Pre-clinical development of a novel class of broad-spectrum natural products antivirals
Emerging human viruses such as SARS-CoV-2 (cause of COVID-19), influenza A virus (acute respiratory infection), and Zika virus (microcephaly and other congenital malformations), have had an enormous impact on human health. The World Health Organization (WHO) has declared these three to be Public Health Emergencies of International Concern (PHEICs). Although vaccines have greatly limited COVID-19 and Influenza-related hospitalizations and deaths, these viruses are continually changing, rendering vaccines less effective over time. What's more, no vaccine is available yet for preventing Zika virus infection. Importantly, no broad-spectrum antiviral drugs are available against these three viruses although each virus was declared a PHEIC [influenza A pandemic (2009); Zika virus epidemic (2016); COVID-19 pandemic (2019)]. Our research team has discovered an exciting drug that can block infections in human cells caused by SARS-CoV-2, influenza A, and Zika, which we call a broadly acting antiviral.

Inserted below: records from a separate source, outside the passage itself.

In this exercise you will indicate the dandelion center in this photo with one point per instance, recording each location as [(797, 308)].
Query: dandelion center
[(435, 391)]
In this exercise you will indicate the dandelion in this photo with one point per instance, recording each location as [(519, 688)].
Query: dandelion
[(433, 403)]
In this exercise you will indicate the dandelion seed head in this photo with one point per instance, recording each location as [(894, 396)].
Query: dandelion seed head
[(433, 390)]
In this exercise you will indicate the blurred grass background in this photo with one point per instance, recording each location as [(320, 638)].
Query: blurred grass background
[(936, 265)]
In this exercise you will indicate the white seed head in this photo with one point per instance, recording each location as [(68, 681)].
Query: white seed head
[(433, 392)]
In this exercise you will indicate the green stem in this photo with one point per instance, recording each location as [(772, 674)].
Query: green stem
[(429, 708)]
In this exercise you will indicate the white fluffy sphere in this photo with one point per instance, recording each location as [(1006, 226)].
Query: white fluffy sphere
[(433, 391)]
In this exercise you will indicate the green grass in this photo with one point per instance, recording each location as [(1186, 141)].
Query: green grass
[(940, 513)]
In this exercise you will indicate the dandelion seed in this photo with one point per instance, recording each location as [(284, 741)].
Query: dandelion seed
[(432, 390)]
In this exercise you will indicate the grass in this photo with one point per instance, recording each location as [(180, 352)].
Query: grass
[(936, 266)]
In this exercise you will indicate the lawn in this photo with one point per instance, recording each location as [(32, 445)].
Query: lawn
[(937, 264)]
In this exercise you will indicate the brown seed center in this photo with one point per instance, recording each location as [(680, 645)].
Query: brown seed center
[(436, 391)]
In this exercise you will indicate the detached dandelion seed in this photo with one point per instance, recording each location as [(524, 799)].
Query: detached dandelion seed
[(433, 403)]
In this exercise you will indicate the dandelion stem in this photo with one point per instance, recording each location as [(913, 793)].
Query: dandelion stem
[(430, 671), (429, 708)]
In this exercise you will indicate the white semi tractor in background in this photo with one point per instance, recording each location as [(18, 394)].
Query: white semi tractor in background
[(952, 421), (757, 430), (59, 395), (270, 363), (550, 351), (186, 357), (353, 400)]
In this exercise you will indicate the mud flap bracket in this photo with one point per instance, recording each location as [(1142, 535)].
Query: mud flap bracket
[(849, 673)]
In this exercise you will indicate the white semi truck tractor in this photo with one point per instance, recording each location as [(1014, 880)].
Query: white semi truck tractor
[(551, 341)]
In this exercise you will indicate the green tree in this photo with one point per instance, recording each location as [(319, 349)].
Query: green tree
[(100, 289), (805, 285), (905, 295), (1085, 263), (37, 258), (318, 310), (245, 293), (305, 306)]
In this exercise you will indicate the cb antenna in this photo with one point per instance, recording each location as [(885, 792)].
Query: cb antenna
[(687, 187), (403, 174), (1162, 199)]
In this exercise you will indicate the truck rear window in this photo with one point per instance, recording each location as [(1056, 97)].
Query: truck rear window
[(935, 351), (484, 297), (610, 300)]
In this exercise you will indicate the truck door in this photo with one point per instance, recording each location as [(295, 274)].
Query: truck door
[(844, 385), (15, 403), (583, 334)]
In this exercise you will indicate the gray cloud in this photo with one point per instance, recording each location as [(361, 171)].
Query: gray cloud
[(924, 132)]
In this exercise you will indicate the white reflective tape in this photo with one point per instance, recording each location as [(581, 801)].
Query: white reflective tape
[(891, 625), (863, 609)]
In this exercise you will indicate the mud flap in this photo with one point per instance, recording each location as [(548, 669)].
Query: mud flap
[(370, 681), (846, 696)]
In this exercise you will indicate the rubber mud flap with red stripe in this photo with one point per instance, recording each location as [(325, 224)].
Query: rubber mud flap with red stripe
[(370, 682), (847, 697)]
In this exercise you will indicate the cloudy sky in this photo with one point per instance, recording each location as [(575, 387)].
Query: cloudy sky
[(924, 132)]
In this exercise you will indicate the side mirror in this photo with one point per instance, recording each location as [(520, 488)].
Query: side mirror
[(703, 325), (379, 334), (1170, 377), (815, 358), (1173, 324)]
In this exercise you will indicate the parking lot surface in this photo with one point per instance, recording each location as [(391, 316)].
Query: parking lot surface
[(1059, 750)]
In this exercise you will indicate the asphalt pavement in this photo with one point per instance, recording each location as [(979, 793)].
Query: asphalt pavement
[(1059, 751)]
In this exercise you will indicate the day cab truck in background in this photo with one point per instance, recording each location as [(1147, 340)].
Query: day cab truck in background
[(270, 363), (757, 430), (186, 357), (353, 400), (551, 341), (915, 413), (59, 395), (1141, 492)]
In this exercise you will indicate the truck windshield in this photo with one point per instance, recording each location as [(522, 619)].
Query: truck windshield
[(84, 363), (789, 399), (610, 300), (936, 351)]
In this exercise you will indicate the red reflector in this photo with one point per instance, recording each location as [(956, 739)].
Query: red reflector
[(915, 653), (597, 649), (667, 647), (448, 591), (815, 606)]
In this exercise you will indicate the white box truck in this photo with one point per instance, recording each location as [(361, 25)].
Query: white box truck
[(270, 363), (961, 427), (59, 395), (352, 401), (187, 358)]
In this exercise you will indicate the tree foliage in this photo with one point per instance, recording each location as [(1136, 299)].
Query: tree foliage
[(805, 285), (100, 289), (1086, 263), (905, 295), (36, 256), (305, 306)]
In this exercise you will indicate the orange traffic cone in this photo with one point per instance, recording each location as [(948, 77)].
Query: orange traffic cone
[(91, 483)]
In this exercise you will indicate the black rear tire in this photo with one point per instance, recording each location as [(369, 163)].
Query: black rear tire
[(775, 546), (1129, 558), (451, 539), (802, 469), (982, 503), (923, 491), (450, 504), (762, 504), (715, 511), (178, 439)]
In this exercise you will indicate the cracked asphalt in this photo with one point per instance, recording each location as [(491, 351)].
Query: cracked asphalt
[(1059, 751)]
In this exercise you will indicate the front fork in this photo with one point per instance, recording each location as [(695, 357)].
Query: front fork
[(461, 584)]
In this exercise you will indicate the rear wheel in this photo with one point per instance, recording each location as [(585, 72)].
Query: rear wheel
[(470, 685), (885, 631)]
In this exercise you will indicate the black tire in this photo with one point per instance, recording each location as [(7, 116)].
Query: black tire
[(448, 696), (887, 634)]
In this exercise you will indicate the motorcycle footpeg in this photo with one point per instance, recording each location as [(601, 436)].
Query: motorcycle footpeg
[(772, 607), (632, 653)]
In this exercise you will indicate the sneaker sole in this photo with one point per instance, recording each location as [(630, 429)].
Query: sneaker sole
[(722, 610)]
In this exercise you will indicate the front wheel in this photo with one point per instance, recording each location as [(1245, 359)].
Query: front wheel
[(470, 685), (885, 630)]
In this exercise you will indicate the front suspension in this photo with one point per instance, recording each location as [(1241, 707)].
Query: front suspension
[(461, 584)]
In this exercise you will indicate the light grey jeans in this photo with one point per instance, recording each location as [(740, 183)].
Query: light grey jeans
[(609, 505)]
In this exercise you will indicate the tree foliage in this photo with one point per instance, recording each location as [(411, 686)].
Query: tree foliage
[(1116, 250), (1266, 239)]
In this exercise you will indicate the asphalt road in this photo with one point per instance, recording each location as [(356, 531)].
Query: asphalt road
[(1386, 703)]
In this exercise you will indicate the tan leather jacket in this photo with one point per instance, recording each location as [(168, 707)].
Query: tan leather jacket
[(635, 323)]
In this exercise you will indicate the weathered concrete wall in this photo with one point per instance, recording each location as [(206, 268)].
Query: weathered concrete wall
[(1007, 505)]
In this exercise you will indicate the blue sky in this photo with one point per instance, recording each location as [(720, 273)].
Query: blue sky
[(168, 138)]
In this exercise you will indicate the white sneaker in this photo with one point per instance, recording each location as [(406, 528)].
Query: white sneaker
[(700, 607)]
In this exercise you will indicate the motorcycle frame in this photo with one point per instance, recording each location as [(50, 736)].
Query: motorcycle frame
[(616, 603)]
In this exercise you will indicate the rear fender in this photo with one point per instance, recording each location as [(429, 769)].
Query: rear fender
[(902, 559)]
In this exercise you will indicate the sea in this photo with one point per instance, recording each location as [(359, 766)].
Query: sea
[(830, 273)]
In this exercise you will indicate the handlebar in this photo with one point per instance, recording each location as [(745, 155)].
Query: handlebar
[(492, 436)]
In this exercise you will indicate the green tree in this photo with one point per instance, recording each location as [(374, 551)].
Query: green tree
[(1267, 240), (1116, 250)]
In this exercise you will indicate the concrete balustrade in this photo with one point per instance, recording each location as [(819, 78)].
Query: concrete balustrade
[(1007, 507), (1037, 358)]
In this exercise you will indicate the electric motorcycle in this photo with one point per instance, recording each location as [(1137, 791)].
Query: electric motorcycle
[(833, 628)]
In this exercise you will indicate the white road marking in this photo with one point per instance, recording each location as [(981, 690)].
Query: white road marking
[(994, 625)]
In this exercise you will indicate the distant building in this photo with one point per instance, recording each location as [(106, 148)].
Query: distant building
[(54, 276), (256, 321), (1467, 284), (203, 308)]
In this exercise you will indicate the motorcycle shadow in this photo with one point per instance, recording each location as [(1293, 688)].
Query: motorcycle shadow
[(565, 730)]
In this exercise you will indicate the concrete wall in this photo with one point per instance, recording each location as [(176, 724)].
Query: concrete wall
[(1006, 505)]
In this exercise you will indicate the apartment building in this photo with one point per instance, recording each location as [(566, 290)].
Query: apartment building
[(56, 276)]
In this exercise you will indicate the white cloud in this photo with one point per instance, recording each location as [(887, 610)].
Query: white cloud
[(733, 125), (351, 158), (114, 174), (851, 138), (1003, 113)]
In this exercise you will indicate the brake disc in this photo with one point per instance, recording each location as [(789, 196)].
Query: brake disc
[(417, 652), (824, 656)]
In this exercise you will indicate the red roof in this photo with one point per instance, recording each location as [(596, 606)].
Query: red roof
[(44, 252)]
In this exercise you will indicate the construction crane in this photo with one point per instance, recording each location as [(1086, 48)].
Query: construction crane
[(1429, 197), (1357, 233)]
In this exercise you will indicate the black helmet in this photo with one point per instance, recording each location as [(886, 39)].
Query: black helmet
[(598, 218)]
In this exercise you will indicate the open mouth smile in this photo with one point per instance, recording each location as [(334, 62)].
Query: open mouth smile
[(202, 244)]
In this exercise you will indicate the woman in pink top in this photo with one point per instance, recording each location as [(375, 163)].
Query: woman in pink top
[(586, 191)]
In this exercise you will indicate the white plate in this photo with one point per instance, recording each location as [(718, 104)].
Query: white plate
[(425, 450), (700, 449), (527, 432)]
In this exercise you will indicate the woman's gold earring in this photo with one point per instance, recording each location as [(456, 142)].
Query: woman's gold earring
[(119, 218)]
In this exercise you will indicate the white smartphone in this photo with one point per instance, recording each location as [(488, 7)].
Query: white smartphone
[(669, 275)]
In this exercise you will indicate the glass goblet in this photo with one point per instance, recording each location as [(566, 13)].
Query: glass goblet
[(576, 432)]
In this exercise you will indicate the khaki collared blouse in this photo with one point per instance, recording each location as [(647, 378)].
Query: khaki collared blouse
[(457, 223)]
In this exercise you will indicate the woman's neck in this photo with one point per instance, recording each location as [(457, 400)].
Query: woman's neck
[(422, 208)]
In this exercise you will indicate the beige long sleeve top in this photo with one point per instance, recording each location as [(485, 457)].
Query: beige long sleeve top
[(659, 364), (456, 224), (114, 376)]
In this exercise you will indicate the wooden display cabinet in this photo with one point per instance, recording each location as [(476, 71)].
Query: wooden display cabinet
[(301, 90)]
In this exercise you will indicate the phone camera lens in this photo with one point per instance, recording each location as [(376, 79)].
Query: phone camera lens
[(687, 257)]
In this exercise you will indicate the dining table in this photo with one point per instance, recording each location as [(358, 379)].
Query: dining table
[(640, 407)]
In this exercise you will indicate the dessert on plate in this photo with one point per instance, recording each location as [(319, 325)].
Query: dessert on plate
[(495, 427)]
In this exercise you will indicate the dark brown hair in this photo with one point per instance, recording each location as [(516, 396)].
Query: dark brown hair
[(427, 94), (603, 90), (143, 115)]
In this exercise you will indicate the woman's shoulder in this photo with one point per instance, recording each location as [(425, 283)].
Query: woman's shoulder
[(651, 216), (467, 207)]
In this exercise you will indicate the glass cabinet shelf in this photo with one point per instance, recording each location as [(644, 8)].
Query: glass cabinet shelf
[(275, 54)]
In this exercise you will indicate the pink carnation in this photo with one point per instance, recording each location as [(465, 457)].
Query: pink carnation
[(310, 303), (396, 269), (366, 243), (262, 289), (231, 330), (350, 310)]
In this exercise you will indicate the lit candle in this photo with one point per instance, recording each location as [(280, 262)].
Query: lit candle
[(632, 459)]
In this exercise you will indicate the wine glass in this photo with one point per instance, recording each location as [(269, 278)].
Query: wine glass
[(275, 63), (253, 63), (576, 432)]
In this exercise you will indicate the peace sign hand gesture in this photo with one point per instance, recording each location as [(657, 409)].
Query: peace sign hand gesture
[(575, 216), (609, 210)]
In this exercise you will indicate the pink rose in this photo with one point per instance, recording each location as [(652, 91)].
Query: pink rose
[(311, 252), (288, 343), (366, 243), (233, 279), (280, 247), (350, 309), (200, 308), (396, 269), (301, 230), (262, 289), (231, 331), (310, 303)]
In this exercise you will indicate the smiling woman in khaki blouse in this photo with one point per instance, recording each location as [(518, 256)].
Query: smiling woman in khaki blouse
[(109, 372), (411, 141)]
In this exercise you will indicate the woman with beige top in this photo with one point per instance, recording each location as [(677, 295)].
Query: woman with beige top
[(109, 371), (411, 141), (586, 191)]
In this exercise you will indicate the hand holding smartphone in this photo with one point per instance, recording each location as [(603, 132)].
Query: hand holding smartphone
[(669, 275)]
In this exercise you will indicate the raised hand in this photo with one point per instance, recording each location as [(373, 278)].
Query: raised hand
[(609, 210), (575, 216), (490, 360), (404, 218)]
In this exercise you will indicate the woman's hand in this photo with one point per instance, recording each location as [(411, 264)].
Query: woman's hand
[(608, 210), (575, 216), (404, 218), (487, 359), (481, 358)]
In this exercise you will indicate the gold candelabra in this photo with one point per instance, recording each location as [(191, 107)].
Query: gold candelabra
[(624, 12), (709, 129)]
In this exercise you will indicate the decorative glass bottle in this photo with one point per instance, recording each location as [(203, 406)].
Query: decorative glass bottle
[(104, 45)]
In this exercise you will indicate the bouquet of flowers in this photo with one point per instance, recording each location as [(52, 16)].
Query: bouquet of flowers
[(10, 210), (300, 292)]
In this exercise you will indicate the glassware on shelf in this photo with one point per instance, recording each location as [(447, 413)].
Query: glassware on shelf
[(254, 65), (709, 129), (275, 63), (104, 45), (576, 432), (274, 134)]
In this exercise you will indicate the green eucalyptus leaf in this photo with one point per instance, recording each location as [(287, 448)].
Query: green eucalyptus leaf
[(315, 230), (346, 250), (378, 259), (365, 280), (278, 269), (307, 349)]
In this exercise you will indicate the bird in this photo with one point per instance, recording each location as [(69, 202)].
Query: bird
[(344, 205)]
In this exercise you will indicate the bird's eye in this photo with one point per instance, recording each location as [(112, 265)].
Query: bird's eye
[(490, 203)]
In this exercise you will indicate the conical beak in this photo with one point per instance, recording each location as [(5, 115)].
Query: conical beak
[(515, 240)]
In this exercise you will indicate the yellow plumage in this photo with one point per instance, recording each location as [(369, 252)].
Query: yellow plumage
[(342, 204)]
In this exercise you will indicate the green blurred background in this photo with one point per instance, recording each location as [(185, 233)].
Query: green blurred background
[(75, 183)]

The drug, called cladoniamide A (CA), is a natural product (NP) discovered in British Columbia that blocks a human protein complex called vacuolar ATPase that helps human viruses get into our cells. NPs as drugs have fewer side effects and a faster approval process than chemically engineered drugs, a great advantage in dealing with a pandemic. In this research proposal, we plan to further improve the pharmaceutical and antiviral properties of CA and develop a new class of nature-based broad-spectrum medicines against SARS-CoV-2, influenza A, and Zika viruses. We anticipate that this research will further develop cladoniamide A and its derivatives so they can be further tested in clinical trials. In the future, this will lead to new and exciting broad-spectrum possibilities for treating other human viral diseases of global health concern.
Pre-clinical development of broad-spectrum antiviral strategies against human respiratory viruses of pandemic concern
Respiratory viruses such as SARS-CoV-2 (the virus causing COVID-19) and Influenza A virus, have inarguably had an enormous impact on human health. Although vaccines have greatly limited COVID-19 and Influenza-related hospitalizations and deaths, these viruses are continually changing, resulting in decreased effectiveness of vaccines over time. Drugs that can prevent and treat infections caused by respiratory viruses are therefore also needed. Our research teams have discovered an exciting drug that can block infections caused by multiple viruses, which we call "broadly acting antivirals". The drug, N-0385 blocks a human protease (a protein that cuts other proteins) that viruses, such as SARS-CoV-2 and Influenza A virus, take advantage of to enter the cells in our respiratory tract. In this research proposal, we aim to further improve the pharmaceutical properties of N-0385 lead drugs, so they are more stable, easier to deliver and more suitable for animal and human drug trials. When given alone or combined, we will then measure how well these improved drugs can block SARS-CoV-2 and Influenza A virus infection in lung and other respiratory cell models. Overall, we anticipate that this research will advance these compounds so they can be further tested in clinical trials, and the future will lead to new and exciting therapeutic avenues for the treatment of viruses with human pandemic potential.
Catalyzing One Health Research on Highly Pathogenic H5N1 Avian Influenza A (HPAI H5N1) Viruses: An integrated transdisciplinary approach using translational genomics, AI-driven modelling, and phenotypic profiling
One Health surveillance and investigation of avian influenza A viruses are crucial for understanding the ecology, epidemiology, and genetics of these highly dangerous influenza viruses so that we can predict and prevent disease spread. Although genomics has been integrated into Highly Pathogenic Avian Influenza A viruses (HPAIV) response programming, there remain several important gaps in maximizing its usefulness. Specifically, genomics could be applied to understanding the biological significance and impacts of fast-spreading mutations in the HPAIV genome on viral biology and to developing potential pharmaceutical interventions against emerging HPAIV of global concern (such as the H5N1 Bird Flu). We have assembled an inter-institutional and inter-sectorial team of virologists (Dr. François Jean, nominated principal applicant; UBC), chemists (Dr. Raymond Andersen, co-applicant; UBC), and genomics epidemiologist (Dr. Shannon Russell; co-applicant, BCCDC) who have an established track record of experience in knowledge dissemination, translational technologies, and addressing emerging viral threats. To complement this expertise and to catapult knowledge exchange between different content experts (e.g., genomics, virology), we have included non-academic collaborators-Virongy Biosciences (USA) and Thoth BioSimulations (Canada). Our expert team will develop and apply novel research platforms to translate genomic information from emerging HPAI H5N1 viruses for detailed structural analysis, rapid antiviral drug testing, and continuous information sharing with health authorities. Our One Health research platforms will create a unique, cloud-based "HPAI Data Dashboard" with risk prediction tools and visualizations of the newly identified and validated biosignatures (i.e., risk signals) to disseminate real-time critical, time-sensitive information to public health decision-makers.